More than 2 million K-12 students are enrolled in online courses and that’s projected to hit 10 million by 2014. Can Digital Learning Transform Education? asks Education Next.
“Local districts and their school boards want to control online learning, Finn writes.
Yet leaving districts and their boards in charge of digital instruction will retard innovation, entrepreneurship, collaboration, and smart competition. It will raise costs; undermine efficiency; block rich instructional options; restrict school choice and parental influence; and strengthen the hand of other interest groups, including but not limited to already too-powerful teachers unions.
Unions are “determined to prevent digital learning from shrinking their ranks or weakening their power bases.”
In California, for example, the state teachers union’s model contract requires that: “No employee shall be displaced because of distance learning or other educational technology.”
. . . Elsewhere, unions have ensured that class-size limits nonsensically apply to online schools.

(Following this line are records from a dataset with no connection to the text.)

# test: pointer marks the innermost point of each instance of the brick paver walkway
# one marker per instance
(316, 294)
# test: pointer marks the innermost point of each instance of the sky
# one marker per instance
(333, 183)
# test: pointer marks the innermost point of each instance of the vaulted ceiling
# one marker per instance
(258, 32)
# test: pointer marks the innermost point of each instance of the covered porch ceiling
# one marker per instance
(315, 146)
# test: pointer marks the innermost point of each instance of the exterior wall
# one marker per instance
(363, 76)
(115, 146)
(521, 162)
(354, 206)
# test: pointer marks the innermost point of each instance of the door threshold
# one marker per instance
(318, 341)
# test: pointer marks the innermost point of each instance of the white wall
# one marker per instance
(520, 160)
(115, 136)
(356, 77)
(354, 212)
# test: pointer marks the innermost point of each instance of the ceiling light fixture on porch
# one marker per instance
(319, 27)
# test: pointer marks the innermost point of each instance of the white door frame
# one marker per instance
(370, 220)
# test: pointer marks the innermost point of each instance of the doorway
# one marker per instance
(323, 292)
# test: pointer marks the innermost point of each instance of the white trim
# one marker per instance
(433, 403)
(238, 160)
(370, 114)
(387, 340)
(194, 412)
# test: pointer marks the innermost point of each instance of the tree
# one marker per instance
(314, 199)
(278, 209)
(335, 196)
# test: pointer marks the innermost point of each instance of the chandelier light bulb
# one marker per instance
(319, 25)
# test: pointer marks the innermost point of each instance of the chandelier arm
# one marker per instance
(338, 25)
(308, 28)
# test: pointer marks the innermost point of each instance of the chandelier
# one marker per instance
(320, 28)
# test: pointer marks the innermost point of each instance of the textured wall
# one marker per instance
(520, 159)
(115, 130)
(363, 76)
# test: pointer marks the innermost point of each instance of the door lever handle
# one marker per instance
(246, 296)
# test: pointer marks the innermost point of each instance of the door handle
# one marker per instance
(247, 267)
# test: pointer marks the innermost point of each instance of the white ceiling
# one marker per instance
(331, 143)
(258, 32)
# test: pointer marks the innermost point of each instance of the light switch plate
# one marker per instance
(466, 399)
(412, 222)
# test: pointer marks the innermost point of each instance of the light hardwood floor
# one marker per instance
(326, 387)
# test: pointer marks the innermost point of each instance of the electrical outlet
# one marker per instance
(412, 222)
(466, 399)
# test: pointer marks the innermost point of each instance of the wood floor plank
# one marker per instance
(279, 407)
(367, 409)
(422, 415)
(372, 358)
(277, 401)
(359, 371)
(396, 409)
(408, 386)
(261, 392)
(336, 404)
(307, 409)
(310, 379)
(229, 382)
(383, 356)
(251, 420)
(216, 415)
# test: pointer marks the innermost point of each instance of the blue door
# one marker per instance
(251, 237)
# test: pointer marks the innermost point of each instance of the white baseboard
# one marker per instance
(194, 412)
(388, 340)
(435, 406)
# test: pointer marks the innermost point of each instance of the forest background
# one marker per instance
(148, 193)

As Digital Learning Draws New Users, Transformation Will Occur, counters Michael Horn, executive director of education at the Innosight Institute.
. . . moving away from seat-time requirements toward a competency-based system, in which students advance upon mastery of a concept or skill, is critical to unleashing the full power of digital learning. But because today’s education system was modeled after a factory, time rather than learning is the primary unit of measure.
“Education regulations for the digital-learning world of tomorrow will almost certainly be implemented piecemeal,” Horn concludes. Online learning will be held to a higher standard at first.